Change 138748 had a related patch set uploaded by QChris: Avoid encoding issues by fetching GeoIP cookie through jquery.cookie https://gerrit.wikimedia.org/r/138748
Change 138748 merged by Mwalker: Avoid encoding issues by fetching GeoIP cookie through jquery.cookie https://gerrit.wikimedia.org/r/138748
Change 139353 had a related patch set uploaded by QChris: Ignore country values that are not two characters long https://gerrit.wikimedia.org/r/139353
Change 139357 had a related patch set uploaded by QChris: Reset GeoIP cookie upon encountering invalid country code https://gerrit.wikimedia.org/r/139357
Change 139357 merged by jenkins-bot: Reset GeoIP cookie upon encountering invalid country code https://gerrit.wikimedia.org/r/139357
Change 139353 merged by Nuria: Ignore country values that are not two characters long https://gerrit.wikimedia.org/r/139353
Change 140023 had a related patch set uploaded by QChris: Fixup country column names in post_validation_fixups https://gerrit.wikimedia.org/r/140023
Change 140023 merged by jenkins-bot: Fixup country column names in post_validation_fixups https://gerrit.wikimedia.org/r/140023
Change 140061 had a related patch set uploaded by QChris: Fix revision check for MultimediaViewerDuration in post validation fixup https://gerrit.wikimedia.org/r/140061
Affected columns (currently) are MultimediaViewerDuration_8318615.event_country MultimediaViewerDuration_8572641.event_country MultimediaViewerNetworkPerformance_7917896_1.event_country MultimediaViewerNetworkPerformance_7917896.event_country NavigationTiming_7494934.event_originCountry NavigationTiming_8365252.event_originCountry Of those, only MultimediaViewerDuration_8572641.event_country is still getting affected rows. Once that is solved, I'll start cleaning up the tables.
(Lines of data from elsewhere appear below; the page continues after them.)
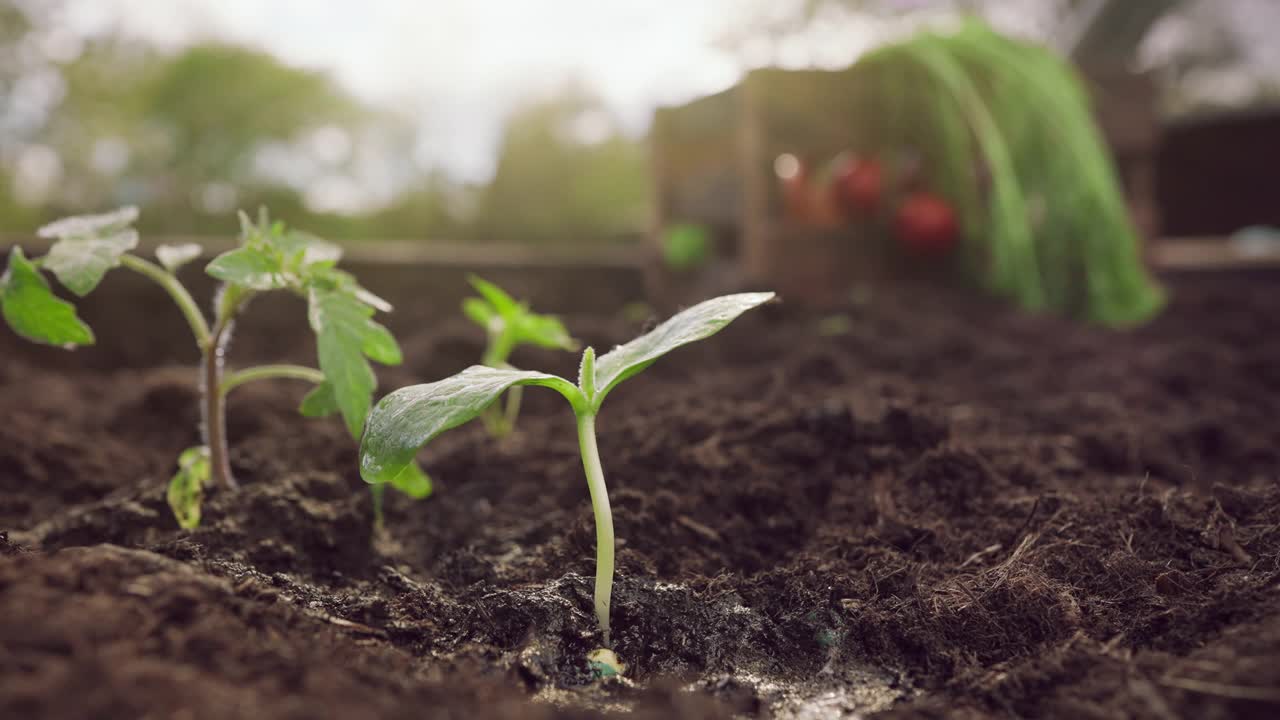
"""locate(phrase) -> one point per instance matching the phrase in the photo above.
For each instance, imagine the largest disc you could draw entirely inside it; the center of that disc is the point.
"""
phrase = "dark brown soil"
(947, 510)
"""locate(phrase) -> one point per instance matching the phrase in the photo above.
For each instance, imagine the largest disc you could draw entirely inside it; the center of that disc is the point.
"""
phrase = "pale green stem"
(603, 520)
(176, 290)
(270, 372)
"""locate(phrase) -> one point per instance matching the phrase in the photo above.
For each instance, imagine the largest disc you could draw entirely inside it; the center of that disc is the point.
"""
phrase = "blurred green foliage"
(196, 133)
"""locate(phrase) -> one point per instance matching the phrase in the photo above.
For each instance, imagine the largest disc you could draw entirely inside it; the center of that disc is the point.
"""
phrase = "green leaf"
(543, 331)
(412, 482)
(255, 268)
(187, 487)
(80, 261)
(344, 336)
(174, 256)
(411, 417)
(90, 226)
(320, 402)
(696, 323)
(33, 311)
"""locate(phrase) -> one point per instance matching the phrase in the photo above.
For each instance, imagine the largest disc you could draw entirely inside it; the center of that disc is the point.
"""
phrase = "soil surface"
(924, 505)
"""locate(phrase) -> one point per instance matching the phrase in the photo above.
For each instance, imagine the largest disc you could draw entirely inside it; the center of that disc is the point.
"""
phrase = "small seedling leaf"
(344, 335)
(82, 226)
(187, 487)
(80, 261)
(33, 311)
(320, 402)
(174, 256)
(696, 323)
(408, 418)
(252, 267)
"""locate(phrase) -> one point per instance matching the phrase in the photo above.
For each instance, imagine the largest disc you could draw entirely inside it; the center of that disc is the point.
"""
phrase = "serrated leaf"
(174, 256)
(412, 482)
(411, 417)
(82, 226)
(187, 488)
(80, 261)
(696, 323)
(344, 336)
(320, 402)
(33, 311)
(255, 268)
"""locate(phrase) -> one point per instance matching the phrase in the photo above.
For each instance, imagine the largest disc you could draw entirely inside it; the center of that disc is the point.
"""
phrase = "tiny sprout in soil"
(269, 258)
(411, 417)
(507, 326)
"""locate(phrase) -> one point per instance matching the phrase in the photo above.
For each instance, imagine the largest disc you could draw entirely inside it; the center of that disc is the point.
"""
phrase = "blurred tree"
(565, 173)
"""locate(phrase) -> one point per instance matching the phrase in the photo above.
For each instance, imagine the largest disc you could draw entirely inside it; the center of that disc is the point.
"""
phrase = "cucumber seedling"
(508, 324)
(269, 258)
(411, 417)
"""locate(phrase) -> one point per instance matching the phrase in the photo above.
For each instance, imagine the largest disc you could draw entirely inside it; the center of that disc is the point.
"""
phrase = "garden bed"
(928, 506)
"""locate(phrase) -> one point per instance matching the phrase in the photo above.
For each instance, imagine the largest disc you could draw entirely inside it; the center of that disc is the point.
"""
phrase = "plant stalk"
(233, 381)
(176, 290)
(229, 301)
(603, 520)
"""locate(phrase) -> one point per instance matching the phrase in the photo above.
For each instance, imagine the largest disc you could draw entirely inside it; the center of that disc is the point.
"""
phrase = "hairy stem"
(176, 290)
(603, 520)
(270, 372)
(229, 301)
Change 140061 merged by jenkins-bot: Fix revision check for MultimediaViewerDuration in post validation fixup https://gerrit.wikimedia.org/r/140061
Since last Wednesday, Ops (RT: 7708) are running the cleanup scripts. NavigationTiming_7494934 is cleaned up. Thanks Sean! For the other 5 tables, Ops currently paused the script due to some unrelated outages on the databases. But the scripts will resume soonish.
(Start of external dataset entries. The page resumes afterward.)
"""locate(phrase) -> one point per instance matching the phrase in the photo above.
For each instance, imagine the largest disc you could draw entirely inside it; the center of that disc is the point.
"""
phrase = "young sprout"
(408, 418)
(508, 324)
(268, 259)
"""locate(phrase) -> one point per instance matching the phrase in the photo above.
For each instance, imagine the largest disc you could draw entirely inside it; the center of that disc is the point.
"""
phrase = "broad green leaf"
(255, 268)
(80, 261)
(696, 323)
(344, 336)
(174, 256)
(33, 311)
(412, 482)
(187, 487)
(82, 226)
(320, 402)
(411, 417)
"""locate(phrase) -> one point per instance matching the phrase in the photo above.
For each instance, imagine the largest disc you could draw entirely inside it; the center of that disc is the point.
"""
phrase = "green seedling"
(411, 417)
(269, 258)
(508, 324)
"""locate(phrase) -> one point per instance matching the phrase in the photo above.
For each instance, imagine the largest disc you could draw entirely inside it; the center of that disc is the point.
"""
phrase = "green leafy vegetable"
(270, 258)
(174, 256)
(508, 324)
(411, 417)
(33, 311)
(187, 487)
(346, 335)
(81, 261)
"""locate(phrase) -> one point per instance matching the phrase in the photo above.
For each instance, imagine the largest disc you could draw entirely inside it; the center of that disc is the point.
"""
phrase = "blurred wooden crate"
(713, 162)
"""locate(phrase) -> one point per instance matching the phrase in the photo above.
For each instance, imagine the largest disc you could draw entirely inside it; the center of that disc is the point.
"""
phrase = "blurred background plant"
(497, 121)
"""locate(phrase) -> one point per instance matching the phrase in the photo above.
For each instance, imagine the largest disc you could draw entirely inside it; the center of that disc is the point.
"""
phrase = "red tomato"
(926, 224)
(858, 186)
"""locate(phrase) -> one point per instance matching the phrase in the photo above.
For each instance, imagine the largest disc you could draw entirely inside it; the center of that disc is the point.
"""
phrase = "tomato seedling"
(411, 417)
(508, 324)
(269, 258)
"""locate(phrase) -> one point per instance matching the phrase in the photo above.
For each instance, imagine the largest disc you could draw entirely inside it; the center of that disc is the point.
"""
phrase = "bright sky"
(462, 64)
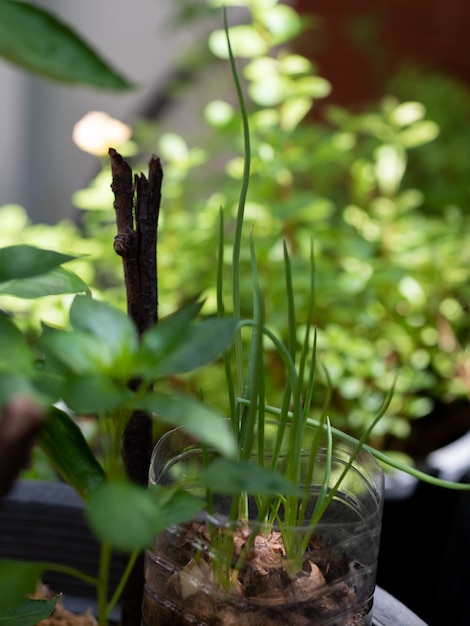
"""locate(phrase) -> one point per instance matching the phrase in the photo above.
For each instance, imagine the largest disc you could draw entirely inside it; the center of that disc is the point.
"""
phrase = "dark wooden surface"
(45, 521)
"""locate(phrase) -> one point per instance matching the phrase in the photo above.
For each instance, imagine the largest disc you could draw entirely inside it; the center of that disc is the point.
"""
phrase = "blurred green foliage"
(383, 193)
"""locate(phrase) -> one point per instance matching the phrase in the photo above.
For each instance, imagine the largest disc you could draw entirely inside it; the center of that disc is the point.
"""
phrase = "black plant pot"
(425, 541)
(44, 521)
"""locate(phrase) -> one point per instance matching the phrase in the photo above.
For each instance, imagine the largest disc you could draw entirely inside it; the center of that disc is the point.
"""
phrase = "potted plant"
(283, 473)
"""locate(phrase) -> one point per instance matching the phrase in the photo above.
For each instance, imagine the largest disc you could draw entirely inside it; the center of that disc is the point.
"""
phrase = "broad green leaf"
(81, 353)
(39, 42)
(204, 423)
(63, 442)
(234, 476)
(24, 261)
(17, 580)
(12, 384)
(129, 516)
(246, 42)
(58, 280)
(15, 355)
(112, 328)
(29, 612)
(95, 394)
(199, 344)
(162, 339)
(293, 111)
I'll mark this resolved from our point of view. Once Ops finishes running the scripts, we just have to notify people the fix is complete.
The tables MultimediaViewerDuration_8318615 MultimediaViewerDuration_8572641 MultimediaViewerNetworkPerformance_7917896 NavigationTiming_7494934 NavigationTiming_8365252 have been cleaned up. Thanks Sean! MultimediaViewerNetworkPerformance_7917896_1 is still missing cleanup, but due to analytics thread at http://lists.wikimedia.org/pipermail/analytics/2014-June/002233.html we'll drop the table altogether.
Meanwhile MultimediaViewerNetworkPerformance_7917896_1 has been dropped (thanks Andrew and Sean) for bug 66649, so all affected database tables have either been scrubbed clean or dropped.